Building Your Summer Alumni Network

So how should you transform the traditional seasonal employment model? Here are five crucial principles.

1. Treat Development as an Investment, Not an Expense

Offer genuine development opportunities that build transferable skills. This doesn’t mean expensive formal training—it could be structured mentoring, rotation through different roles, or involvement in projects that build their CV.

For example, a summer hire in a retail position could gain experience not just in customer service, but also in inventory management, visual merchandising, or even basic accounting. These skills make them more valuable both to you and in their future careers.

You can also literally invest in these staff by offering a pay bump for the second year – it doesn’t have to be very large to be a very big deal for a 20-year-old.

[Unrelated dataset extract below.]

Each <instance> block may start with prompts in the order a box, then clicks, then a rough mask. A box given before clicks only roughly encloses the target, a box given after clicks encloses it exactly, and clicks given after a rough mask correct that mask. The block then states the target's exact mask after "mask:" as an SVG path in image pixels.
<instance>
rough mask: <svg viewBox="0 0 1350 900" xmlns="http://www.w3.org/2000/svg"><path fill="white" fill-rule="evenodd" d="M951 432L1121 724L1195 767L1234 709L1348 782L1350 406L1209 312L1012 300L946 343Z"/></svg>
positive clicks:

2. Keep the Connection Alive

The months between seasonal roles are a relationship opportunity, not a relationship gap. Maintain contact through:

  • Occasional check-ins (not just when you need them again)
  • Inclusion in company social events
  • Updates about business developments
  • Early notification about next season’s opportunities

This ongoing engagement signals that you view them as part of your extended team, not merely as temporary labour. This is especially crucial if you want to turn them into a full-time employee one day.

3. Create Clear Progression Pathways

Show ambitious seasonal staff how temporary work can lead to permanent opportunities. Map out potential career journeys that begin with seasonal roles but can evolve into something more substantial.

I’ve seen numerous cases where summer staff eventually became some of the most effective full-time employees. Their progression through the organisation is accelerated by their seasonal experience, and they often bring fresh perspectives that career employees might miss.

4. Offer Flexibility That Works With Their Lives

Remember why many people take seasonal work in the first place – it fits around other commitments like studies or family responsibilities. Demonstrate that you understand and respect these priorities.

Our data at Employment Hero shows that flexibility remains the top priority for workers across all age groups. For students particularly, accommodating exam periods or term dates can be the difference between keeping a great worker and losing them to a more understanding employer.

5. Exit With Excellence

When the season ends, conduct proper exit interviews and leave the door explicitly open for return. Provide reference letters that detail specific contributions and skills developed, not just dates of employment.

This professional treatment at the end of a placement makes a lasting impression that can bring them back to your door next year.

The Long Game: From Summer Hire to Future Leader

Perhaps the most compelling reason to invest in seasonal staff is the potential to discover and develop future leaders while they’re still early in their careers.

At Employment Hero, we’ve observed numerous instances where organisations have identified exceptional talent through summer placements. These individuals often progress to become highly effective full-time staff members who understand the business from the ground up.

Consider this approach as talent farming rather than talent hunting. By creating an environment where seasonal staff can thrive and develop, you’re not just filling temporary positions – you’re cultivating your future workforce.

The most forward-thinking organisations view seasonal staff not as stopgap solutions but as potential long-term assets at the start of their journey. This perspective transforms how these roles are structured, managed, and valued.

In the current labour market, where good talent remains difficult to find and expensive to recruit, building a reliable pipeline of returning seasonal workers represents a significant competitive advantage.

The businesses that recognise this opportunity will enjoy lower recruitment costs, higher productivity, and access to an increasingly skilled pool of workers who arrive already aligned with company culture and expectations.

When it comes to seasonal staff, the initial instinct to minimise investment is understandable but shortsighted. The most valuable approach is to treat these relationships not as summer flings, but as the potential beginning of a productive long-term commitment.